Outside of in-person meetings, personal gestures help demonstrate a recruiter's investment in the candidate's career path.
"One thing that helps drive personal interactions is sending handwritten thank-you notes after meeting with candidates, which can continue up until the candidate has been placed," Caporrimo said.
And always close the loop with applicants who've gotten to the phone-screen stage, Belyna said. "It may be a personalized e-mail or a phone call. Sometimes, the conversations can be hard, but in general, candidates are grateful for the follow-up. I provide some feedback and encourage them to stay in touch."
Additional opportunities to personally interact with prospective candidates include traditional career fairs and hiring events, job seeker meetups, and hosted happy hours.
Belyna is the president of the
Washington, D.C., chapter of the Society for Human Resource Management, which organizes a monthly event for job seekers that's held at a local recruiting firm. Lunch is provided, and job seekers can have their resumes reviewed and network with the hosting firm's recruiters.
She said she especially enjoys hosting "industry nights or happy hours," because job seekers tend to feel more comfortable at those types of events. "Members of our team attend so they can meet candidates, answer their questions and be the real faces of the company," she said. "It's up to the team to collectively engage the candidates and get moving forward in the process. Even attendees who may not be interested should walk away with a positive experience and potentially provide us with a referral."

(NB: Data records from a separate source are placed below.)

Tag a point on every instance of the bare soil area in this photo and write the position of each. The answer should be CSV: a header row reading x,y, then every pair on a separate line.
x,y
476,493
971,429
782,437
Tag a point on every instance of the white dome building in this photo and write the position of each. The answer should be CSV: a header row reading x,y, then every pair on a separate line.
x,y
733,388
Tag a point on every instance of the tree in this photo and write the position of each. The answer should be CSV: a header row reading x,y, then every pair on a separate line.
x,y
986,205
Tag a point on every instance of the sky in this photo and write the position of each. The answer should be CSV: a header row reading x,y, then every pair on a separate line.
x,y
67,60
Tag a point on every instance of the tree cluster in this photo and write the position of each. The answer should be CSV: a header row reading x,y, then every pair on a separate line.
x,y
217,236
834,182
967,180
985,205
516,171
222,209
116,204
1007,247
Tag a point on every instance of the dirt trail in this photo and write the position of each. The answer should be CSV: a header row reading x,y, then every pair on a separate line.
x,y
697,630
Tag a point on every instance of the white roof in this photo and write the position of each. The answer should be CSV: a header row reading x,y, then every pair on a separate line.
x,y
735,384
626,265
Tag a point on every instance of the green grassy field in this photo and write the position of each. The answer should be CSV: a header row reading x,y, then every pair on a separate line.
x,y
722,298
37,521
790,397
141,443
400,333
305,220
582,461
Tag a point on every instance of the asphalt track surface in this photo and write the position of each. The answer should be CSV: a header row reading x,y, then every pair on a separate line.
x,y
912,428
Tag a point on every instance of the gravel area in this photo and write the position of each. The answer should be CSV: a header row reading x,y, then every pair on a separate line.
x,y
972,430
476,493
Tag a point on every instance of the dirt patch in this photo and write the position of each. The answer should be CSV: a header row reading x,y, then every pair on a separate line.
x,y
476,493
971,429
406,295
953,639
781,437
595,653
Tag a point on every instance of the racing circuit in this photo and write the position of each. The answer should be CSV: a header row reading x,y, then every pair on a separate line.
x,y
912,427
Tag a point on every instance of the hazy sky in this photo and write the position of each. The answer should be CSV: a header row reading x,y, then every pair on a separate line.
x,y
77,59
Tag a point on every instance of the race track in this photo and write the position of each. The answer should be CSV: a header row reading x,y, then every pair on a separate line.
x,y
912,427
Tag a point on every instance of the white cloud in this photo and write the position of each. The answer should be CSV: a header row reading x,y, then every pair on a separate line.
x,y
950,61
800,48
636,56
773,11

Concerns About Job Search Technology
While more respondents said word-of-mouth interactions have gotten them the jobs they sought, 47 percent view the Internet as the most helpful resource when looking for work, according to the ASA poll. Using personal interactive job search methods such as internal contacts, staffing firms, recruiters and job fairs were viewed as the most helpful resources by 39 percent of recent job seekers.
Respondents said the huge number of job listings and the visibility their resumes attract on job boards are the best benefits of using the Internet to job search. But 61 percent feel uneasy about providing their personal employment information online, and 55 percent say job boards and careers sites are too impersonal.
"Job candidates love the exposure and research provided by job boards but hate the black hole [of never hearing back from anyone]," said Craig Fisher, head of employer brand at software firm CA Technologies and CEO of TalentNet, a social business strategy firm based in Dallas. He added that recruiters often prefer the automated processes of job boards and applicant tracking systems to personally contacting every applicant.
"But the bottom line is that even though machine learning and chat bots threaten to overtake many of our screening and response processes, nothing beats the personal connection," Fisher said. "As HR technology vendors try to solve recruiting problems with technology to address the massive numbers of job applications many employers receive each year, let's remember that most people don't feel they have a better experience talking to a machine than they do talking to a person. Just because a process is more automated does not make it better."